P. Antonio ha molto amato la gente povera di questo paese, mostrando grande rispetto e amore soprattutto per le donne e i bambini bisognosi. Inoltre, ha avuto anche un grande intuito nell’apprezzare le qualità della gente etiopica. Ne sono un esempio le tante immagini sacre appese alle pareti delle nostre comunità o apparse nelle nostre riviste, opera del famoso artista Zeleke Ewunetu, da lui sostenuto e incoraggiato.
Anche dopo il suo ritorno a Roma, nel 1992, il suo cuore continuò ad appartenere all’Etiopia e P. Antonio continuò a lavorare per le missioni e la Chiesa locale etiopica.
Nel 1993 fu destinato al Distretto della Curia come procuratore generale. Nel 2001 fu assegnato alla provincia italiana, con residenza a San Pancrazio, come vice superiore, economo locale, impegnato nell’animazione missionaria e aiutando nell’ufficio viaggi e Acse.
P. Antonio ha dato una grande testimonianza di vita. Era un uomo deciso, pratico, sereno e felice della sua chiamata a essere discepolo di Gesù e Missionario Comboniano. Era anche un uomo di preghiera: fedele alla preghiera personale e alla recita quotidiana del rosario. Era solito preparare bene le sue omelie e l’animazione durante la preghiera comunitaria.
Nelle diverse province (London Province, Uganda, Ethiopia, Eritrea-Ethiopia, Italia, Roma-Curia), ha servito sempre con gioia, dedizione, passione e grande senso di appartenenza e di amore all’Istituto. In molte situazioni, ha avuto il coraggio di rischiare, ottenendo risultati positivi che, con il tempo, si sono dimostrati delle benedizioni e dei semi di successo.

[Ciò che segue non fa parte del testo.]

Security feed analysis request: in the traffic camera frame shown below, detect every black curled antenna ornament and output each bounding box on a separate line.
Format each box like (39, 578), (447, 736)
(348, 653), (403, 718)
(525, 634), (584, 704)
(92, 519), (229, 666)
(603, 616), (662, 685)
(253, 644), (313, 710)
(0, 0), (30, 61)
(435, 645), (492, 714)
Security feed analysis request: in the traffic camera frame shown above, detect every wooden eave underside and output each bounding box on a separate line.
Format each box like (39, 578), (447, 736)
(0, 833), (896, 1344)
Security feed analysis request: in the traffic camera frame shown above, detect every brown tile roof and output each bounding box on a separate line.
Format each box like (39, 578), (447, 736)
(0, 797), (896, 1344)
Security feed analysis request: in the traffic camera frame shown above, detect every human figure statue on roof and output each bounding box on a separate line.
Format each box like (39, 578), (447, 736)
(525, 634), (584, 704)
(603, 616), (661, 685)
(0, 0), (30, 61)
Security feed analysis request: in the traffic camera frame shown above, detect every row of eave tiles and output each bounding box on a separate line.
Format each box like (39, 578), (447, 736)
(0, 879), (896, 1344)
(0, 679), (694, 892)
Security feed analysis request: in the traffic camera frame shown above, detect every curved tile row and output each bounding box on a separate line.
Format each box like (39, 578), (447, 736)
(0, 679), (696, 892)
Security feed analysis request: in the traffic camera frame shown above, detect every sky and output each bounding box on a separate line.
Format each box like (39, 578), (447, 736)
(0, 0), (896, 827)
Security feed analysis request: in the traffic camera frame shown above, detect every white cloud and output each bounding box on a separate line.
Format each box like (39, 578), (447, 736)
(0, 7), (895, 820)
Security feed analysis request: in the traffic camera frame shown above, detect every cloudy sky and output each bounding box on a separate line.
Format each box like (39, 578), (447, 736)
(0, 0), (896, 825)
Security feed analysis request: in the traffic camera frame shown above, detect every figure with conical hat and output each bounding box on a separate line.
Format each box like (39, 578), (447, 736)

Dall’Italia, ha sempre continuato a seguire la situazione dell’Etiopia con visite, contatti, pubblicazioni e mass media, e quando incontrava i missionari che venivano dalle missioni etiopiche, li ascoltava a lungo per aggiornarsi sulla provincia, sulla Chiesa locale, sulla gente, sulla nazione che aveva servito e amato.
Nel 2006 fu destinato alla comunità di Gozzano e poi a quella di Brescia. È deceduto a Milano il 1° luglio 2012. Il funerale si è svolto nel suo paese di Pieranica.